- Theatrical release poster
- Directed by: Celyn Jones
- Screenplay by: Lisa Baker
- Produced by: Nadia Jaynes; Sean Marley;
- Starring: Callum Scott Howells; Ruby Stokes; Rupert Everett; Paul Rhys; Siobhán McSweeney;
- Cinematography: Laurie Rose
- Edited by: Kevin Jones
- Music by: Dan Baboulene
- Production companies: Mad as Birds; Picnik Entertainment; Creative Wales; Ffilm Cymru Wales;
- Distributed by: Icon Film Distribution
- Release dates: 25 March 2026 (LLGBTIQFF); 5 June 2026 (United Kingdom);
- Running time: 108 minutes
- Country: United Kingdom
- Language: English

= Madfabulous =

British historical drama film

Madfabulous is a 2026 British historical drama film about Henry, 5th Marquess of Anglesey, directed by Celyn Jones and starring Rupert Everett, Ruby Stokes and Callum Scott Howells, with supporting cast members including Paul Rhys, Siobhán McSweeney, Tom Rhys Harries and Julian Lewis Jones.

==Premise==
Set in the late 19th century, the 5th Marquess of Anglesey is a flamboyant peer whose behaviour and extravagance has modern echoes.

==Cast==
- Callum Scott Howells as Henry, 5th Marquess of Anglesey
- Ruby Stokes as Lily
- Rupert Everett as Gelert
- Paul Rhys as Lord Penrhyn
- Louis Hynes as Neville
- Louise Brealey as Lady Chetwynd
- Tom Rhys Harries as Nick Durant
- Siobhán McSweeney as Blanche
- Julian Lewis Jones as Viscount of Gwynedd
- Clara Paget as Mabel
- Guillaume Gallienne
- Steve Speirs
- Kevin Eldon
- Ian Puleston-Davies
- Roger Evans
- Lisa Jên Brown
- Leisa Gwenllian

==Production==
The film is directed by Celyn Jones and produced by Mad as Birds. It is scripted by Lisa Baker in her feature film debut. Producers are Nadia Jaynes and Sean Marley while executive producer is Nicola Pearcey of Picnik Entertainment. Support comes from Ffilm Cymru Wales and the Welsh Government via Creative Wales.

Callum Scott Howells joined the cast in May 2024 as Henry, 5th Marquess of Anglesey. Ruby Stokes and Rupert Everett joined the cast in August 2024.
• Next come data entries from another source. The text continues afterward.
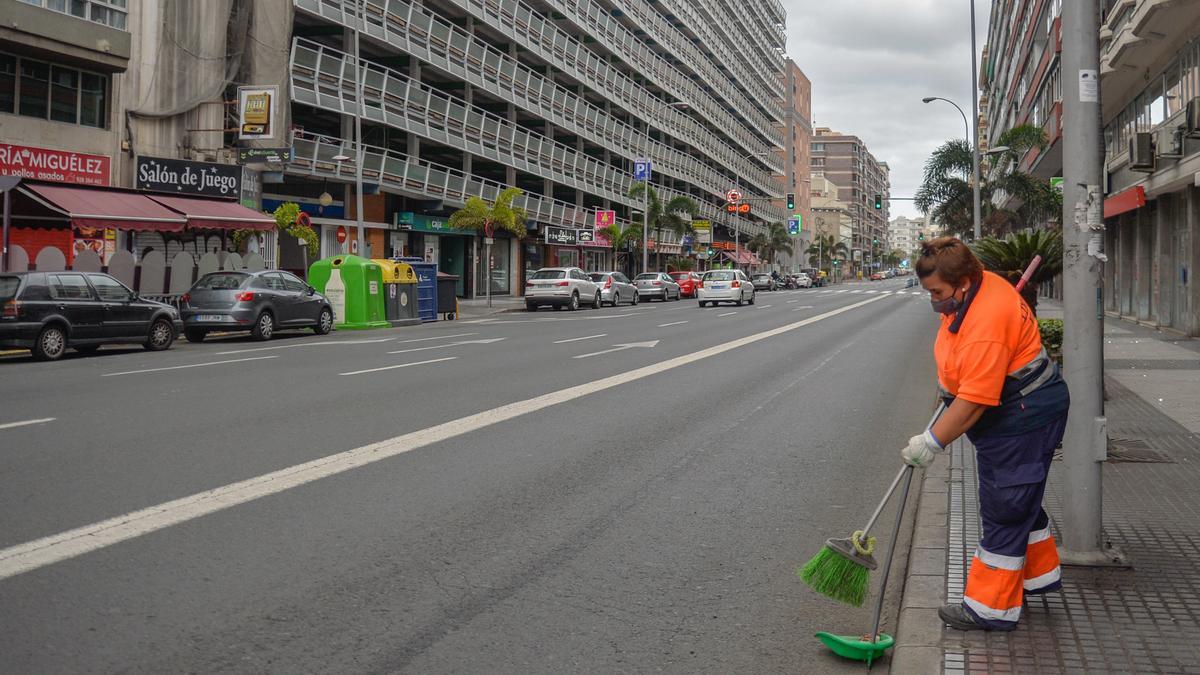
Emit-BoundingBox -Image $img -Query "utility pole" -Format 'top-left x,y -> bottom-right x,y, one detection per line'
969,0 -> 982,241
1060,0 -> 1116,565
353,0 -> 367,258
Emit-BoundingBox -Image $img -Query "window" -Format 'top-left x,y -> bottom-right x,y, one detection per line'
88,274 -> 132,301
2,52 -> 107,128
257,273 -> 287,291
280,273 -> 309,293
22,0 -> 127,29
80,72 -> 105,127
19,59 -> 49,118
50,273 -> 93,300
195,273 -> 248,290
50,66 -> 78,123
0,54 -> 13,114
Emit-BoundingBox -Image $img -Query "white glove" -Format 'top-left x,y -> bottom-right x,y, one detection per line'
901,430 -> 943,467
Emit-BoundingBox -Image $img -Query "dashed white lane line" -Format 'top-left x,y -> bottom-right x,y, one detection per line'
0,295 -> 889,582
339,356 -> 457,376
0,418 -> 55,431
717,311 -> 738,317
102,356 -> 278,377
787,299 -> 799,304
215,337 -> 398,355
792,306 -> 815,311
757,305 -> 772,309
393,332 -> 478,344
386,338 -> 506,355
657,321 -> 689,327
553,334 -> 607,344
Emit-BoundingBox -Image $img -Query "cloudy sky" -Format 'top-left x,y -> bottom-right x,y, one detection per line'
783,0 -> 989,219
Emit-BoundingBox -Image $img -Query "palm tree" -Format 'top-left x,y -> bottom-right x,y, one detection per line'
915,124 -> 1062,238
628,182 -> 699,271
971,228 -> 1063,315
746,232 -> 769,267
805,234 -> 848,275
449,187 -> 527,306
598,222 -> 642,274
765,221 -> 794,268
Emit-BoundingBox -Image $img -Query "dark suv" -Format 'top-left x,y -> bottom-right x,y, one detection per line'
0,272 -> 182,360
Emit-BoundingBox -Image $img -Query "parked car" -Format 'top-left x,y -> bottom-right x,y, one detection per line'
668,271 -> 703,298
750,273 -> 777,292
697,269 -> 755,307
0,271 -> 182,360
588,271 -> 639,306
180,270 -> 333,342
525,267 -> 600,311
793,272 -> 813,288
634,272 -> 681,301
870,271 -> 886,281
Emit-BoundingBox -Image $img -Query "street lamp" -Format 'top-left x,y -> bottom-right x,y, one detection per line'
923,95 -> 980,241
641,101 -> 691,274
733,150 -> 770,271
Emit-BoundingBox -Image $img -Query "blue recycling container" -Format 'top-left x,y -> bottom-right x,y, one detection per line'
395,257 -> 438,322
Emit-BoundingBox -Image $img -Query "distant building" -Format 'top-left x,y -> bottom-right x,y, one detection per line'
811,173 -> 854,275
810,128 -> 890,273
888,216 -> 930,257
774,59 -> 813,271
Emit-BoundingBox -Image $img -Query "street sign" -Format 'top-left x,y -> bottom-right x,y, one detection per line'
237,147 -> 293,164
725,203 -> 751,214
788,217 -> 801,235
693,220 -> 711,244
595,210 -> 616,228
336,226 -> 348,245
726,189 -> 743,203
634,159 -> 652,182
1050,177 -> 1064,192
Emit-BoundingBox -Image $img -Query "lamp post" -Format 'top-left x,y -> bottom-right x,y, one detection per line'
642,101 -> 691,275
922,95 -> 979,240
353,0 -> 366,258
735,151 -> 770,272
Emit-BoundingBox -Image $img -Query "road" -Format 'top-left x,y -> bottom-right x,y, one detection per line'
0,278 -> 939,673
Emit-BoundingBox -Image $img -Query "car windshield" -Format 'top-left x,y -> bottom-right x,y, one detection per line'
0,276 -> 18,301
194,272 -> 249,290
669,272 -> 688,279
588,273 -> 609,282
635,274 -> 658,280
531,270 -> 566,280
705,271 -> 736,281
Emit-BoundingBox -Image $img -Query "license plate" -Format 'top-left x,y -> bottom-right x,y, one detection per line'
197,314 -> 225,322
709,284 -> 725,289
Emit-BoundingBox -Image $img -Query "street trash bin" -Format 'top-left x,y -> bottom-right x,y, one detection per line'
437,272 -> 459,320
395,257 -> 437,322
374,259 -> 421,327
307,254 -> 389,330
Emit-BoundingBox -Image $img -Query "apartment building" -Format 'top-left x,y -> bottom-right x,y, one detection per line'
2,0 -> 789,298
810,128 -> 890,271
774,59 -> 812,271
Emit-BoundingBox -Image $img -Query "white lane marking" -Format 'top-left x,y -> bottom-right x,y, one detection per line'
792,306 -> 815,311
786,299 -> 799,304
215,338 -> 397,355
0,418 -> 55,431
102,356 -> 278,377
657,321 -> 689,327
718,311 -> 738,317
573,340 -> 660,359
387,338 -> 506,355
850,290 -> 862,294
393,332 -> 478,344
339,356 -> 457,376
758,305 -> 772,309
553,334 -> 607,344
0,295 -> 888,581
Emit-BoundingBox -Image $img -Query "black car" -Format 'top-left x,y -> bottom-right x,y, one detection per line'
0,271 -> 182,360
180,270 -> 333,342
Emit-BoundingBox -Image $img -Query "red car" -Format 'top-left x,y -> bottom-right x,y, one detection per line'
669,271 -> 703,297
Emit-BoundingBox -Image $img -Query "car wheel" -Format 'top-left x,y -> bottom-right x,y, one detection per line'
632,293 -> 639,306
251,311 -> 275,341
144,318 -> 175,351
314,307 -> 334,335
699,301 -> 706,308
735,297 -> 744,307
33,324 -> 67,361
184,328 -> 207,343
593,292 -> 602,309
568,292 -> 580,311
748,293 -> 756,306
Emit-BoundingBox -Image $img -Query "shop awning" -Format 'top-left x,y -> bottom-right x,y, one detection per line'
147,195 -> 276,231
19,183 -> 187,232
1104,185 -> 1146,219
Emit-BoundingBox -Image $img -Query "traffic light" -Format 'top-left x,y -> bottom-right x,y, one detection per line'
786,192 -> 795,210
874,194 -> 883,209
918,231 -> 925,241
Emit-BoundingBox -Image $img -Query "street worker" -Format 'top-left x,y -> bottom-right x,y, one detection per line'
901,236 -> 1070,631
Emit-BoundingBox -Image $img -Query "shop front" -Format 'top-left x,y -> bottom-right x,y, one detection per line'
395,211 -> 476,297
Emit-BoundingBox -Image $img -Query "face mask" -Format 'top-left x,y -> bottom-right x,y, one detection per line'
931,287 -> 967,315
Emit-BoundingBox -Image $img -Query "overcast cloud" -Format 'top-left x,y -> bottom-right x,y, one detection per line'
783,0 -> 989,219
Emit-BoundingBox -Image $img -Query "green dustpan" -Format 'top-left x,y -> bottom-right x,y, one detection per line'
815,631 -> 894,662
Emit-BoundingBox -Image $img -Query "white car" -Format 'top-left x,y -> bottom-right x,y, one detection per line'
794,272 -> 813,288
525,267 -> 601,311
697,269 -> 755,307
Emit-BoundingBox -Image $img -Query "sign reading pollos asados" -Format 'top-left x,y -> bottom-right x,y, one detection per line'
0,143 -> 110,186
136,156 -> 241,197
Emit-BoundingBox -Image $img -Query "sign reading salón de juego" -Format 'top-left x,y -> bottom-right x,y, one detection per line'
135,156 -> 242,198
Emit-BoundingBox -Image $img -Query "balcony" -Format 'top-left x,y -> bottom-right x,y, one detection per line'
0,0 -> 130,71
1101,0 -> 1196,118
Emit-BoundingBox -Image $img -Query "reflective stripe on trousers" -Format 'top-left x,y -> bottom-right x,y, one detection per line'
964,513 -> 1063,629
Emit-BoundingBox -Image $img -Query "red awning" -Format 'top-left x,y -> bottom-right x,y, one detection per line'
20,183 -> 187,232
147,195 -> 275,231
1104,186 -> 1146,219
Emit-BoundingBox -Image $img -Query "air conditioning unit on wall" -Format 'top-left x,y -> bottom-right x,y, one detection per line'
1187,97 -> 1200,138
1158,126 -> 1185,160
1129,132 -> 1155,172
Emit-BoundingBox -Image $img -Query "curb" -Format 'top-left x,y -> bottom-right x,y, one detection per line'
889,454 -> 951,673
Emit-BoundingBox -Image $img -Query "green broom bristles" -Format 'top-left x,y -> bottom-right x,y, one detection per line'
797,545 -> 871,607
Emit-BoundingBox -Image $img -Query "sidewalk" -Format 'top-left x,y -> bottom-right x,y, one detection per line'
455,295 -> 526,319
893,298 -> 1200,673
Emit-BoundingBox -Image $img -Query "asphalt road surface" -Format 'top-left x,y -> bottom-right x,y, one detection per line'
0,278 -> 939,673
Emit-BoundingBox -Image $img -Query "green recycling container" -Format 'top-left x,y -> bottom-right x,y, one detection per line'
307,254 -> 389,330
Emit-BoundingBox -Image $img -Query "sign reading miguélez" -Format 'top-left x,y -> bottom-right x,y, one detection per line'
136,156 -> 241,198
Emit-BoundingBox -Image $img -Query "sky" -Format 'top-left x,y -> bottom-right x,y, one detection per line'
783,0 -> 989,219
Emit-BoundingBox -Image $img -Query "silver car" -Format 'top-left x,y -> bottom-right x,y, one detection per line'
588,272 -> 639,306
634,272 -> 681,301
180,270 -> 334,342
525,267 -> 601,311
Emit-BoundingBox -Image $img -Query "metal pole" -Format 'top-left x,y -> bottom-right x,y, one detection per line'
642,123 -> 650,275
734,174 -> 740,271
354,0 -> 366,258
1059,0 -> 1110,564
970,0 -> 982,241
1,189 -> 10,273
486,240 -> 492,308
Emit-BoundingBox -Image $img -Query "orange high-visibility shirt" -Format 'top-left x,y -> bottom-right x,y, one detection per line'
934,271 -> 1043,407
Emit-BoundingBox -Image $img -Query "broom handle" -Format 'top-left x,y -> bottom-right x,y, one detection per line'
859,401 -> 949,539
1014,255 -> 1042,293
869,464 -> 915,653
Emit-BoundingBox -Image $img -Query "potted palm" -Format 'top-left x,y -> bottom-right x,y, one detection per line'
448,187 -> 527,307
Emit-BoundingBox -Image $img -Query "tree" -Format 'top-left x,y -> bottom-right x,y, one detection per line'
598,222 -> 642,274
971,228 -> 1063,315
805,234 -> 848,272
449,187 -> 527,305
628,182 -> 699,270
915,124 -> 1062,238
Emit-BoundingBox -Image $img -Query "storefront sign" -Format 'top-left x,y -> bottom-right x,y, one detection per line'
237,147 -> 293,164
136,156 -> 241,198
240,167 -> 262,209
576,229 -> 595,244
544,227 -> 578,245
238,86 -> 279,140
0,143 -> 110,186
693,220 -> 712,244
595,210 -> 615,228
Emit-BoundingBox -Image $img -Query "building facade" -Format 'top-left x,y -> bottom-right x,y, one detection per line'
810,127 -> 890,274
810,172 -> 853,278
3,0 -> 789,297
774,59 -> 812,271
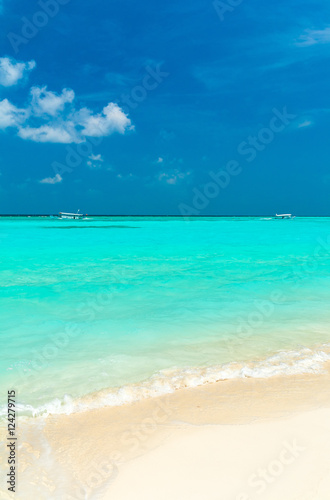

Principal photography got underway in Wales in August 2024 with filming locations including Anglesey, Caernarfon and Pwllheli.

== Release ==
The film had its world premiere at the BFI Flare: London LGBTIQ+ Film Festival on 25 March 2026, before being released theatrically in the United Kingdom on 5 June, by Icon Film Distribution. A short film titled Access Denied was attached to theatrical screenings of Madfabulous.

==Reception==
In September 2026, the film received six nominations at the BAFTA Cymru Awards.